If you want to see a fine example of a top-notch blogger taking an old-school newspaper hack to the woodshed, check out Aaron Gleeman’s dismantling of L.A. Times hack Bill Plaschke’s anti-DePodesta screed*. Plaschke attacks the new Dodger GM for his youthful appearance instead of his advanced ideas (for which he subsitutes derisive terms which reference ten-year old computers — floppy disk?), drags out age jokes which are older and no more witty than the hot dogs he mentions, and misses the boat entirely when he brings Branch Rickey into the equation. He fails to recognize that long before Billy Beane was a twinkle in his mother’s eye, Rickey was the proto-sabermetric GM; the Life Magazine article “Goodbye to Some Old Baseball Ideas” is a touchstone which I’ve discussed before, and it should be required reading to anybody who thinks that Moneyball or even Bill James materialized out of thin air. Gleeman picks up on this, discusses the Rickey article at length, and then tears Plaschke’s lazy, ignorant diatribe apart.

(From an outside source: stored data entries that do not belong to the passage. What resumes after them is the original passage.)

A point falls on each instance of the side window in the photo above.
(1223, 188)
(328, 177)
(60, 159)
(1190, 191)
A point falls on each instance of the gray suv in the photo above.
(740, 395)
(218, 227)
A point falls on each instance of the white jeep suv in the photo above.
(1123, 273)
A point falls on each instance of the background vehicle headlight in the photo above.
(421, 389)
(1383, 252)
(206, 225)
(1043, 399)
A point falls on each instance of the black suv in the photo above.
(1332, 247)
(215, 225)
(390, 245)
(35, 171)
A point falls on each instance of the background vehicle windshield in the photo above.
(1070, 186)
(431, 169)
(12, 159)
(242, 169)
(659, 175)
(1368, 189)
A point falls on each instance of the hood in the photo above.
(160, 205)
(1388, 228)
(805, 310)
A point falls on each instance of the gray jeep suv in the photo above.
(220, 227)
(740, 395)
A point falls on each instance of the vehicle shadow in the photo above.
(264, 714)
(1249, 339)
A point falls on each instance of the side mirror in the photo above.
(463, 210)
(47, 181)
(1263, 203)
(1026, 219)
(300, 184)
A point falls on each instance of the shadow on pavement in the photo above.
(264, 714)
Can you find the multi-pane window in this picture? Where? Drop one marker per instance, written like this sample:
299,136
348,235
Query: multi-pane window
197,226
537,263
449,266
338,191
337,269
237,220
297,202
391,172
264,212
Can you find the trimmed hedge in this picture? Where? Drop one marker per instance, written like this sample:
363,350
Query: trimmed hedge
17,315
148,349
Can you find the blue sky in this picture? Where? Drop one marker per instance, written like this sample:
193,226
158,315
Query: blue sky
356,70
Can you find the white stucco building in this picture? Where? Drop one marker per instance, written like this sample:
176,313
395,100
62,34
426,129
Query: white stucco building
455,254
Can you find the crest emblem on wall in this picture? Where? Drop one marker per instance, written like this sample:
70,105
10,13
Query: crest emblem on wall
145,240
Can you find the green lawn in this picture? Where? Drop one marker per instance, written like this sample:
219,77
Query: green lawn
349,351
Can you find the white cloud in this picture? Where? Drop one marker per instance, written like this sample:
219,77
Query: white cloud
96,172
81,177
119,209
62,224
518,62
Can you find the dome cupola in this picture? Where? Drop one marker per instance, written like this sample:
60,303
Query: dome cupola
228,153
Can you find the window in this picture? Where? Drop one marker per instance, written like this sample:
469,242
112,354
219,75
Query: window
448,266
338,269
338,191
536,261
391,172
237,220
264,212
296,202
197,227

As for Plaschke, it doesn’t help his case any that he writes in what I call “autohack mode,” the tendency of a certain segment of the sports punditocracy to rely almost solely on single-sentence paragraphs as a method for proclaiming that one’s thoughts are so weighty and complex that they require extra space to be absorbed.
It’s the mark of a lazy, condescending writer.
Annoying, innit?
I know Plaschke’s editors, and sports-page editors in general are at least partly to blame for the proliferation of that style, but really, I don’t want to hear the Lupicas of the world railing about how entire college basketball teams can’t read and write when from the looks of their Sunday columns, neither can they. Somebody please shoot me if I ever make that a habit.
*the pinch hinter reminds you that bselig/bselig will work there.